If you had had the good fortune to be alive back when the Sherlock Holmes stories were first appearing, your first encounter with the great detective would likely have been in a story in which he was outwitted–and by a woman, no less. A Scandal in Bohemia–published in the aftermath of two novels, neither of which enjoyed any particular popularity–is that story, which recounts Holmes’ confrontation with the great Irene Adler.
“To Sherlock Holmes she is always the woman,” writes Watson, and yet he assures us at the same time that Holmes had absolutely no romantic interest in Irene. Then again, what does Watson know of what goes on inside Holmes heart in these early stages? On the other hand, a tale of two enemies in love was cliché before clichés even existed, and one would hope that the great Sherlock Holmes could avoid that stereotype.
Thankfully, Amy Thomas’ The Detective and The Woman avoids that pitfall. The relationship it depicts between the two is an organic, slowly-developing, and, most importantly, human interaction. Unlike the numerous adaptations that portray Irene as an antagonist, with her role as Holmes’ opponent in one story amplified thousand-fold, this story makes her human. Irene is Holmes’ equal, but not his enemy. Though clever and strong, she is not a female copy of Sherlock, cold and logical. She feels and suffers and leads Holmes down the path to finding his humanity–a role that, in the canon, was only fulfilled by Watson. It’s an interesting and welcome twist.
As it turns out in this story, Irene’s marriage to Norton was an unhappy one, a manipulation by him to obtain her money. Widowed, she escapes to the United States, making her living as the singer she used to be and attempting to find her way in life once again.
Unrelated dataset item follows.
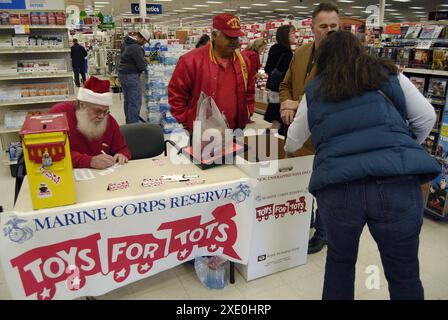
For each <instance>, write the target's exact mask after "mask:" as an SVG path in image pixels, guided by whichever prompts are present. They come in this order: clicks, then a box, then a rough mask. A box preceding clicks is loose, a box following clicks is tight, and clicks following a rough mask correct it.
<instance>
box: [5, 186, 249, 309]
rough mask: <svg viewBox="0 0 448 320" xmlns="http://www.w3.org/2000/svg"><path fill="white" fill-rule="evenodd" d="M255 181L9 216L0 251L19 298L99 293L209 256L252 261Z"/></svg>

It is there that she encounters Holmes, who is on what’s called the Great Hiatus–that three-year period when he was presumed dead after his fateful encounter with Moriarty at Reichenbach Falls. In a beautifully described Florida of the turn of the century, the two solve a case in which Irene’s future is at stake, and, in the process, lay the foundations for a life-long relationship.
Though the mystery itself is a bit lackluster, it is certainly not bad, and definitely made up for by the interactions between the two characters. This particular story is also interspersed with some absolutely wonderful moments–such as the scene in which Irene settles down to pass a few hours reading a story about “a lost soldier, a young detective, a flat, a German word scraped on a wall, and the color red”–a story that is indisputably recognizable as A Study in Scarlet, the first Holmes novel.
However, the same praise cannot be extended to Thomas’ characterization of Holmes himself–at least, not completely. He is hardly the genius detective we’ve become used to, rarely showing off those brilliant deductive abilities, and he also happens to be too much of a complete gentleman. Yet the Holmes of these early years is supposed to be a more manipulative, more emotionally-immature man– a side of him that hardly appears in the novel. Aside from a wonderful scene in which Irene bursts out laughing, leading Holmes to confusedly state that the “logic of the situation” escapes him–a scene not unreminiscent of the emotionally-clueless Sherlock in the recent BBC series–Holmes feels like too perfect a man.
Nevertheless, the story winds believably through a beautiful setting interspersed with historical figures–Thomas Edison in particular–to end sweetly on the Sussex Downs, a setting recognizable by most Holmes fans as that secluded locale where the great detective retires at the end of his career to raise bees. In another welcome twist, however, it turns out that it’s something besides a desire for seclusion that leads Holmes to his bees.